We have written transformations that calculate various facts about orders.  For example, one of the transforms emits order item data where we have calculated the overall discount for the item, and have "filled in" some of the optional fields with defaults, and have categorised the order item on the basis of some aspect of the order (e.g. "this is an e-commerce order, this is retail order").  These transforms are typically per client (e.g. `WHERE client_id = 123`) although in some cases we transform over multiple clients (e.g. `WHERE client_id = ANY (SELECT client_id FROM clients WHERE ...)`).

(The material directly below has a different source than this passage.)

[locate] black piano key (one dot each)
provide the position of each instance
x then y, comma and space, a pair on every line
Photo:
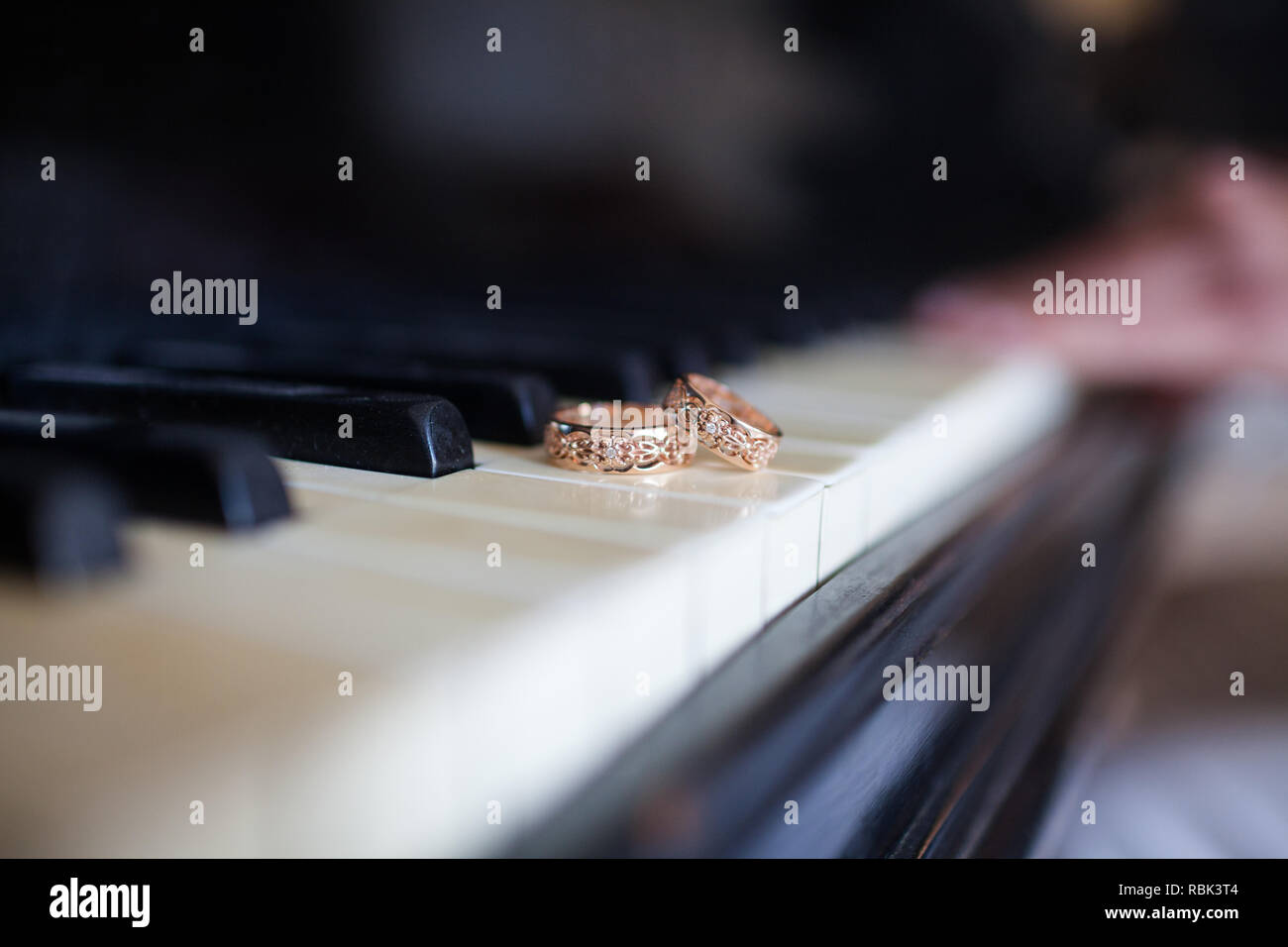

The issue is that for some clients, or combination of clients, the planner is choosing a path that takes substantially longer to evaluate than the plan it typically chooses for other clients.  The number of tables being joined is in the region of 15.  There is an extended statistic object in place to help the one aggregation that occurs (defined on the basis of the `GROUP BY` columns) to try and get a better estimate of the likely number of rows emitted.  However, what I am often seeing in the explain plan is that the estimated rows is small and the actuals are significantly larger e.g.

  Merge Join  (cost=1.14..253250.32 rows=1099 width=69) (actual time=1268.587..2400.353 rows=4282355 loops=1)

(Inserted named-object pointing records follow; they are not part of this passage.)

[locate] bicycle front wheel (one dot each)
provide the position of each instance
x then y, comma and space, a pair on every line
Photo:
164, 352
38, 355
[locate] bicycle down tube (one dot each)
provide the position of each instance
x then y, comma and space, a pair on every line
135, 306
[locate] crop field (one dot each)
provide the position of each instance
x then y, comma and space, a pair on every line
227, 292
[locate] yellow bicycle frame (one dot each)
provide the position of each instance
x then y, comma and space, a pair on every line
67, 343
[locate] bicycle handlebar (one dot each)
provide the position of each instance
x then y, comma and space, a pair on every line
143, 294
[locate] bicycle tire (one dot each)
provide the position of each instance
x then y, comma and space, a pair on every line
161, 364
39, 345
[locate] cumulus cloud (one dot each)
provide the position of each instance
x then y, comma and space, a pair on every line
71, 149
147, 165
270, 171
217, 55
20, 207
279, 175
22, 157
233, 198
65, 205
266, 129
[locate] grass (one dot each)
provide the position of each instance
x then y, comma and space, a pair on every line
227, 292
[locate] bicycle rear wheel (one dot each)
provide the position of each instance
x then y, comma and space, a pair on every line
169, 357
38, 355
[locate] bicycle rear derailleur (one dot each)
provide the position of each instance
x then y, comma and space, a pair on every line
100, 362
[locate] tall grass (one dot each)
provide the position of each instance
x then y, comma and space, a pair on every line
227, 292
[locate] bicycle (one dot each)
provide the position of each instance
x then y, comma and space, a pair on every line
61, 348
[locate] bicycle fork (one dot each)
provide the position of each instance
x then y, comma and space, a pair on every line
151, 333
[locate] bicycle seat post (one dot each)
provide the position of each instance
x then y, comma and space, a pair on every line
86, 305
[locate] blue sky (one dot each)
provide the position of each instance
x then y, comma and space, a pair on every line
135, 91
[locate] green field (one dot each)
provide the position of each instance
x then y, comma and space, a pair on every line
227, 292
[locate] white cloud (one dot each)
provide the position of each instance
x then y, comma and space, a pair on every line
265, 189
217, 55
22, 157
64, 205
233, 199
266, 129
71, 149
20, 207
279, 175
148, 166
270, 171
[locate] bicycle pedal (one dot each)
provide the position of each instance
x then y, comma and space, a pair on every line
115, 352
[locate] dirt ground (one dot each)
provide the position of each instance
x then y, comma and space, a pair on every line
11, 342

I am assuming this underestimation is the source of the planner choosing the "wrong" path; in production, we have had to resort to setting the join and from collapse limits to 1 to force a naive plan to be generated.  This is giving us execution times in the 10/20 second range vs. >45m in some cases.

(a) Do you have any suggestions on a general approach to tackling the problem? For example, one option might be to pre-compute some of the subqueries that are occurring in the transforms, write the results into their own tables, and substitute those tables in place of the subqueries in the main transform. Is this something people typically do in this situation?

(b) Do I need to provide a schema and explain plans to get any concrete advice on how to proceed?

Any advice/suggestions would be much appreciated.

Thanks,
-Joe